Turducken And All The Trimmings

      Here's the bird -- really a turducken roll (with sausage stuffing!), about five pounds.  Our local grocer didn't have any the last time I checked, so I ordered it frozen from Amazon and it was just as good.  The come with an elastic net around them.  I cut it off before cooking and use a few bacon strips to hold it together, pinned in place and to each other with toothpicks:

     After an hour and a half:

     It's not quite done.  Maybe forty-five minutes to go on the grill. I'd just added the second layer of vegetables, and added a handful of dried cranberries right after the photograph.

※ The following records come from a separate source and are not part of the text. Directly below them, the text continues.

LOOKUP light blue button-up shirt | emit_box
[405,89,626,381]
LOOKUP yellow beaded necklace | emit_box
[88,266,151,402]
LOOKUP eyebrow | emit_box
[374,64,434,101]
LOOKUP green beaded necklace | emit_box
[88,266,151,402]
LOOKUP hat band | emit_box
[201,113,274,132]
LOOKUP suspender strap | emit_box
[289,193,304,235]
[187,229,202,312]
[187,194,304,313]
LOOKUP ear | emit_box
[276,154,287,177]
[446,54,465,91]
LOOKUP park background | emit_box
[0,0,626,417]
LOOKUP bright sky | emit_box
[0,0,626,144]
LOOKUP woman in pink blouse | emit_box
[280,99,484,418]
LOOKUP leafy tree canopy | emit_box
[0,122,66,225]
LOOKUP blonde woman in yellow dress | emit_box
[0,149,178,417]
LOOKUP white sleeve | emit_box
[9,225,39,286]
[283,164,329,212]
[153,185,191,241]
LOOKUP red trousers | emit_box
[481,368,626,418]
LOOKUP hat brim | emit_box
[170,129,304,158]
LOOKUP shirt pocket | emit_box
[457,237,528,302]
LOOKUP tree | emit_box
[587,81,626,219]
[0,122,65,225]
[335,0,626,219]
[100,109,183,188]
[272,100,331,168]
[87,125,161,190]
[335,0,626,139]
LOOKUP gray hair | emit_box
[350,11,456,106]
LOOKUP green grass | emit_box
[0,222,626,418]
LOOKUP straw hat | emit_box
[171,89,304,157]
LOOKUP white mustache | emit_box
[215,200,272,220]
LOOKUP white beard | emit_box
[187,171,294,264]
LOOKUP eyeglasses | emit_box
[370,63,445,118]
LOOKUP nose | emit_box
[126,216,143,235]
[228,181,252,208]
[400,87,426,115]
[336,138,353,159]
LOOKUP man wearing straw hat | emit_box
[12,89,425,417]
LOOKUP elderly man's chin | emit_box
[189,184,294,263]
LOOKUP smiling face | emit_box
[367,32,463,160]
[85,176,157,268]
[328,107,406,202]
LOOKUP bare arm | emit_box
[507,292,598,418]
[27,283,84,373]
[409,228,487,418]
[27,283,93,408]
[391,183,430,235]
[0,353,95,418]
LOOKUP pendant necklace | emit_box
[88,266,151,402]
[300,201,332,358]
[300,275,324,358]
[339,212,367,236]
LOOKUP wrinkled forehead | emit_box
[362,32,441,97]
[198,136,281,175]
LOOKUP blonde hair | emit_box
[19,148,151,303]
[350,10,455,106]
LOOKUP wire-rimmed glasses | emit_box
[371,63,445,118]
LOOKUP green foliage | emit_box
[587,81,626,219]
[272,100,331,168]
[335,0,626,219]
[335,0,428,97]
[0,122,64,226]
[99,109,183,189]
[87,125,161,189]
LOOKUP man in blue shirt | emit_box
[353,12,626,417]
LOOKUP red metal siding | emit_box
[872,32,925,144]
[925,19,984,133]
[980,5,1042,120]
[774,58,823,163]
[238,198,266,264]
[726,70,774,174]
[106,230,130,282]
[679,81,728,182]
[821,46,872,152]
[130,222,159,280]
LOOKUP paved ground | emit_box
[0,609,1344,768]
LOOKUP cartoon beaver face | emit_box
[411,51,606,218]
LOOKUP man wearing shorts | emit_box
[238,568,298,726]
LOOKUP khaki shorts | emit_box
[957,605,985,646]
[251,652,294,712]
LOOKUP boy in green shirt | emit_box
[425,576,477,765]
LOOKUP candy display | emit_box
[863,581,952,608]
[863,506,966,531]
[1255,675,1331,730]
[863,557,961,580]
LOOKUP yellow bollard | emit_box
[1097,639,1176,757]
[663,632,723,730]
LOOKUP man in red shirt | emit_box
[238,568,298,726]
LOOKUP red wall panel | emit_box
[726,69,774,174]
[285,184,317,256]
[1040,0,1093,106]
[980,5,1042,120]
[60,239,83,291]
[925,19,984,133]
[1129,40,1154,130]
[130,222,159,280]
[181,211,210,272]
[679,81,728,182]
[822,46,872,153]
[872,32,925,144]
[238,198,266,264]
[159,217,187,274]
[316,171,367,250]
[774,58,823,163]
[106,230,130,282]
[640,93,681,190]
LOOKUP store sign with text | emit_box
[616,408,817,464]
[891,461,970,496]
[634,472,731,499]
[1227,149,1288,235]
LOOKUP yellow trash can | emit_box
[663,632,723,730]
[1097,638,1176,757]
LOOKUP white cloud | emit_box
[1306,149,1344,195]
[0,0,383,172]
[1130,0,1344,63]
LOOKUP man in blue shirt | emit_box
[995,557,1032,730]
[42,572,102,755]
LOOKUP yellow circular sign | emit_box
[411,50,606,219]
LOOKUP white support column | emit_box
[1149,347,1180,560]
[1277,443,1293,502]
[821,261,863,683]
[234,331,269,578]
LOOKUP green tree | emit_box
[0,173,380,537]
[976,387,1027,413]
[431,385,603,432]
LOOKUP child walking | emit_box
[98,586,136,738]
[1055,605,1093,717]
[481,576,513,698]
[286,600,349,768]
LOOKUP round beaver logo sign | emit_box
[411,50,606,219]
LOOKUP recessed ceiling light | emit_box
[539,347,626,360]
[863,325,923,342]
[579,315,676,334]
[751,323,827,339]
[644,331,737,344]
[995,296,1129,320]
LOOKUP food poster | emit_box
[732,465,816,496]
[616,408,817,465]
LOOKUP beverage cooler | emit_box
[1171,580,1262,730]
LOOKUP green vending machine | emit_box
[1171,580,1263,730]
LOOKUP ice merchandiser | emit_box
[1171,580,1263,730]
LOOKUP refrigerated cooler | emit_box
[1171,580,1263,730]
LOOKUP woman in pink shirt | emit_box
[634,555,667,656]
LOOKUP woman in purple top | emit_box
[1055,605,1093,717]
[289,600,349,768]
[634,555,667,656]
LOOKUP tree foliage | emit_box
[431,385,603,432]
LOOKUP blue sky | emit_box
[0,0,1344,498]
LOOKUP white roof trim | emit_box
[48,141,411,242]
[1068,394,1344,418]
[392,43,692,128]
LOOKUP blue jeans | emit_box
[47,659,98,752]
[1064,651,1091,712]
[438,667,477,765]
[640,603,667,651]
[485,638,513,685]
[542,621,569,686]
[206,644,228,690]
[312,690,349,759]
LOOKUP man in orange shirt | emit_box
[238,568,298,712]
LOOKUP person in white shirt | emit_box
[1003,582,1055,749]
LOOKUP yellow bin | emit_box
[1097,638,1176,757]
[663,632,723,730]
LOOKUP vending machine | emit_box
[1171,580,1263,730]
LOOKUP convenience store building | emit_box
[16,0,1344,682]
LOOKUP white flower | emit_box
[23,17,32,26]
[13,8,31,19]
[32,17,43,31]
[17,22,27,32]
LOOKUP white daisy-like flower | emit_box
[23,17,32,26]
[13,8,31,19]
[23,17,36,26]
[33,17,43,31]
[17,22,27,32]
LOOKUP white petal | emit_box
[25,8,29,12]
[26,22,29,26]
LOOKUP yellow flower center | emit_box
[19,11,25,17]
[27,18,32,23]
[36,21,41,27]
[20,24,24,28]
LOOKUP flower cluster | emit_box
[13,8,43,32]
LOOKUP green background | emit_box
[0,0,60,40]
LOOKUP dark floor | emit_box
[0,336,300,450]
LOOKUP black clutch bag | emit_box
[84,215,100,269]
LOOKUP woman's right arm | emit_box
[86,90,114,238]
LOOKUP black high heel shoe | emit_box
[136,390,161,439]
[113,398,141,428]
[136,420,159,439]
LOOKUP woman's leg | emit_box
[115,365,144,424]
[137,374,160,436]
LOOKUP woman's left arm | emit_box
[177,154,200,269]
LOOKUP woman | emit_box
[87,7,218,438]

      The first layer is a couple of turnips (underrated as a source of flavor) and a large onion, all cut in wedges.  Celery and carrots on top of that, and the cranberries for a bit of tart and sweet.  I seasoned the turducken with parsley, rosemary, thyme and marjoram (being out of sage*), and a couple of bay leaves.

      The graniteware pan is new this year; I've been using disposable aluminum pans, but they're flimsy and call for great care in ensuring the heat is indirect -- you build a fire and rake the coals to the sides.  Even at that, they tend to overcook the bottom when used over the grill.

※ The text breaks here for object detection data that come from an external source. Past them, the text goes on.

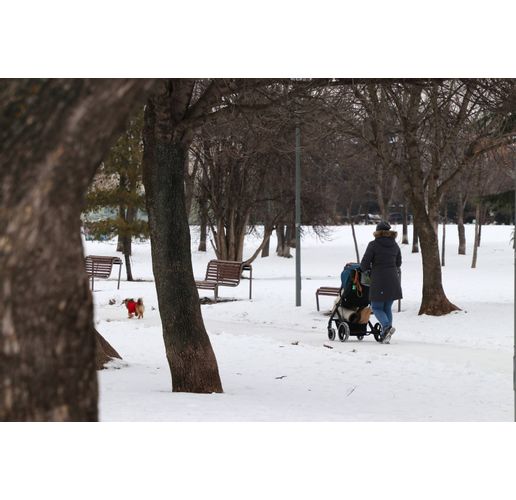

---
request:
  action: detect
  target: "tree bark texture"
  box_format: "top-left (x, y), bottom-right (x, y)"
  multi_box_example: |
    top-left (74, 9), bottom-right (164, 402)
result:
top-left (412, 224), bottom-right (419, 253)
top-left (415, 211), bottom-right (459, 316)
top-left (143, 81), bottom-right (222, 393)
top-left (457, 190), bottom-right (466, 255)
top-left (401, 202), bottom-right (409, 245)
top-left (441, 203), bottom-right (448, 267)
top-left (471, 203), bottom-right (480, 269)
top-left (0, 79), bottom-right (154, 421)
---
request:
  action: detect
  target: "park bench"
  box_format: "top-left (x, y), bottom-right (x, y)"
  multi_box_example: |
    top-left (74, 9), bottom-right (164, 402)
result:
top-left (315, 286), bottom-right (340, 311)
top-left (84, 255), bottom-right (122, 291)
top-left (315, 268), bottom-right (401, 312)
top-left (195, 260), bottom-right (253, 302)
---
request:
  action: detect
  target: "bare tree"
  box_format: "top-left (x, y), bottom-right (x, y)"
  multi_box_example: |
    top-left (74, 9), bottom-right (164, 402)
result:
top-left (0, 79), bottom-right (153, 421)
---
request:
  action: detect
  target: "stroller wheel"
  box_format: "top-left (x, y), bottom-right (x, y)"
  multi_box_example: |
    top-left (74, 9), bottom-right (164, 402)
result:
top-left (339, 323), bottom-right (350, 342)
top-left (373, 323), bottom-right (383, 342)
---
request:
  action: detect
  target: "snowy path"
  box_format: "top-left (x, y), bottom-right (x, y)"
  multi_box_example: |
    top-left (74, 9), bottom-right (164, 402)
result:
top-left (87, 226), bottom-right (514, 421)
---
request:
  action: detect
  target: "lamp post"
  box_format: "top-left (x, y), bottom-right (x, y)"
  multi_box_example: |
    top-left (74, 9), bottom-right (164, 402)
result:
top-left (296, 124), bottom-right (301, 307)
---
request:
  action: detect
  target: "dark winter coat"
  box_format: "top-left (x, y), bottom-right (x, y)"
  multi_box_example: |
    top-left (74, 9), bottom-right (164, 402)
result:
top-left (360, 231), bottom-right (403, 302)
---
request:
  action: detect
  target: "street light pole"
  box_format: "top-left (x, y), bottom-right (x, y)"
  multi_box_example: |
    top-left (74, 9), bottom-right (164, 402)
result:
top-left (296, 125), bottom-right (301, 307)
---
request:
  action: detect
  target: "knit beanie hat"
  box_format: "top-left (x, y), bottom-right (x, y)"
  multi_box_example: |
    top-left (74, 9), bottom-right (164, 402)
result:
top-left (376, 220), bottom-right (391, 231)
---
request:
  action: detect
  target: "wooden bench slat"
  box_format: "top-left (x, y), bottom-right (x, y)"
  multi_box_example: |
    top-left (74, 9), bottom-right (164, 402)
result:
top-left (84, 255), bottom-right (122, 290)
top-left (195, 260), bottom-right (253, 301)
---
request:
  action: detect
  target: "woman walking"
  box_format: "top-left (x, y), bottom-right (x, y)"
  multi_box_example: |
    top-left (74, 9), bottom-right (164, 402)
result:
top-left (360, 221), bottom-right (403, 344)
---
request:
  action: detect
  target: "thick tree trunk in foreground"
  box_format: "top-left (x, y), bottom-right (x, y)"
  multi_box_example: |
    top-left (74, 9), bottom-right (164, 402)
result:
top-left (143, 90), bottom-right (222, 393)
top-left (416, 214), bottom-right (459, 316)
top-left (0, 79), bottom-right (152, 421)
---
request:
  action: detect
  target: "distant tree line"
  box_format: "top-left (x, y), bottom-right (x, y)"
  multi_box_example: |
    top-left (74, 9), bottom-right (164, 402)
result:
top-left (0, 79), bottom-right (516, 420)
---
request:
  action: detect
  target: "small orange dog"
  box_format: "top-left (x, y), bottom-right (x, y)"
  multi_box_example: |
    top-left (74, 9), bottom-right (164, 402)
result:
top-left (124, 298), bottom-right (145, 319)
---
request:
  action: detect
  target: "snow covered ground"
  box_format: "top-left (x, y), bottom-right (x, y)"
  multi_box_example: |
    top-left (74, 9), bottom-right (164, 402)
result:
top-left (85, 225), bottom-right (514, 421)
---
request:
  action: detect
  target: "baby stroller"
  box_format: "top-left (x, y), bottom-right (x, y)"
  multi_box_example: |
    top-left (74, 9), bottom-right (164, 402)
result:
top-left (328, 263), bottom-right (383, 342)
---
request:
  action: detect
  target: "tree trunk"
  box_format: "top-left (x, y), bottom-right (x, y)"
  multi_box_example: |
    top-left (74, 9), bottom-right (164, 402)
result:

      The pan has lands and grooves on the bottom, and is just thick enough to distribute the heat much better.  The lid is reasonably close-fitting, and that addued up to nice pan drippings when it came time to make bacon gravy!

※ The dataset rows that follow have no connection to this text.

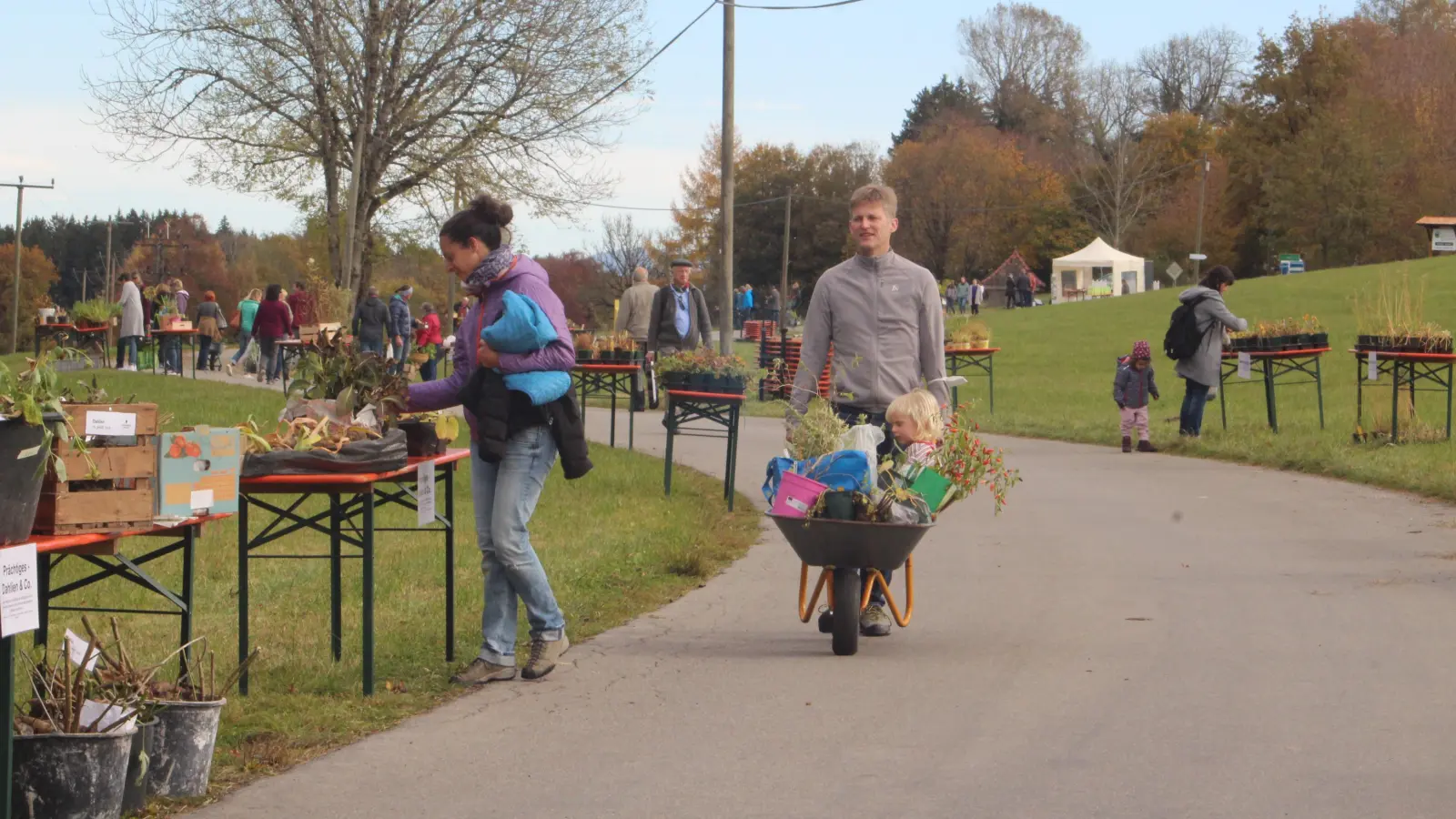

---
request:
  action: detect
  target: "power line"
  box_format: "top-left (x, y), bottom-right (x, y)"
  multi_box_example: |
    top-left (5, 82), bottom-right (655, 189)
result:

      Yes, bacon gravy, a once-a-year treat:

      You start with three or four slices of bacon; fry them up, set them on paper toweling to drain, and pour off the fat into a measuring cup.  You want about a quarter-cup.  I used four slices and came up a little short -- but by then, I had brought the turducken pan in and drained off most of the liquid before returning it to the (slightly throttled) grill.  I have a nice grease separator; I poured off the broth (nearly two cups), and added enough of the turducken grease to the bacon fat to add up to a quarter-cup.  I returned the grease to my Always pan, slowly stirred in an equal amount of flour, and cooked it for two or three minutes.  I topped up the broth with water to get two cups, and slowly stirred that in.  All you really have to do then is keep stirring over the heat until it's as thick as you'd like.  It was smooth and had a wonderful golden color (see above).  I crumbled the bacon strips in once I was happy with it.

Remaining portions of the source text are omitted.